Dans une récente déclaration, le ministre de la Justice Abdellatif Ouahbi a confié qu’il tentait de greffer des réformes juridiques modernistes à un Département «conservateur», ravivant par là-même la dualité modernité/conservatisme dans la conception des projets de réforme du Code de procédure civile et du Code pénal.
Ce qui interpelle dans cette déclaration n’est pas tant son accusation à l’encontre une institution censée regrouper les élites juridiques du pays. Cela reviendrait à entrer dans un débat d’ordre idéologique, induisant un autre, semblable, sur la légitimité d’un ministre de la Justice à imposer à la société des lois qu’elle rejette ou qu’elle considère comme contraires à ses valeurs-références et à son identité.

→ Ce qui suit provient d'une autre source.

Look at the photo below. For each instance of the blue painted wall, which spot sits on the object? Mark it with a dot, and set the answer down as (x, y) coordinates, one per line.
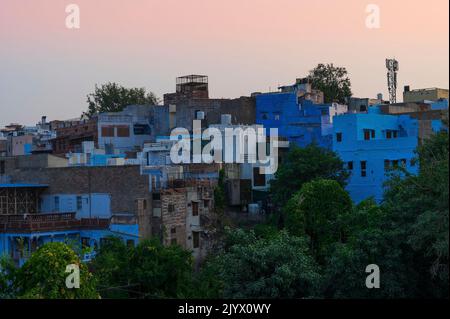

Tout le monde connaît le résultat de ce type de débat qui remet en mémoire la scène des deux grandes marches, en mars 2000, de Rabat et de Casablanca dans le contexte de la polémique autour du projet de réforme du Code de la famille. On retiendra de cette confrontation que la polarisation fut telle qu’il a fallu l’intervention du le Roi pour mettre en place un mécanisme consensuel en vue de rendre à la société sa sérénité et sa cohésion.
L’utopie moderniste
Le débat qui mérite d’être engagé et renforcé aujourd’hui devrait se focaliser sur l’examen des mécanismes de mise en œuvre de la modernité escomptée conformément à ses lois internes, d’examiner les obstacles et embûches qui entravent sa mise en œuvre dans notre société et d’identifier les raisons du problème au lieu d’en créer d’autres beaucoup plus complexes.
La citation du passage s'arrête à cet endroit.